De nuevo un chillido de rata le devolvió a la realidad. Pero esta vez fue diferente. Perforó la oscuridad y pudo contemplar una de estas pequeñas bestias retorcida junto a su comida, inmóvil, muerta. Se dio cuenta que su hijo ya no gritaba, pero si oyó a sus carceleros. Le llamó y no obtuvo respuesta. Volvió a mirarse de nuevo las manos, pero poco a poco las empezó a ver cada vez más borrosas. Una aguda punzada de dolor le perforó el estómago. Cerró los ojos y ya jamás los volvió a abrir.

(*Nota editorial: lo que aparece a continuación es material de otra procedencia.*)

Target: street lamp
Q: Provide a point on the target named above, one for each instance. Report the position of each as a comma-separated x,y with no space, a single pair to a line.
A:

Al poco, casi todos los ocupantes de la fortaleza dormían tranquilos. Ya no salían sonidos de los ventanucos que daban a los calabozos. Ahora si se miraba por alguno de ellos únicamente se vería soledad y oscuridad.

Pocos días después, el 12 de agosto, un pastor del valle del Baztán vio a los españoles destruir el castillo de Amaiur, entregándolo a las llamas. Esa noche de verano, alrededor del hogar, contaría a sus hijos cómo le pareció ver al fantasma de Don Jaime Velaz de Medrano, firme en las almenas. Y cuando éstas cayeron, cómo su espíritu subió hacia los cielos mezclado entre la nube de humo. Les contaría su historia y la de todo un reino, para que jamás olvidasen lo que en esta tierra sucedió.

Pedro del Guayo, profesor de Historia.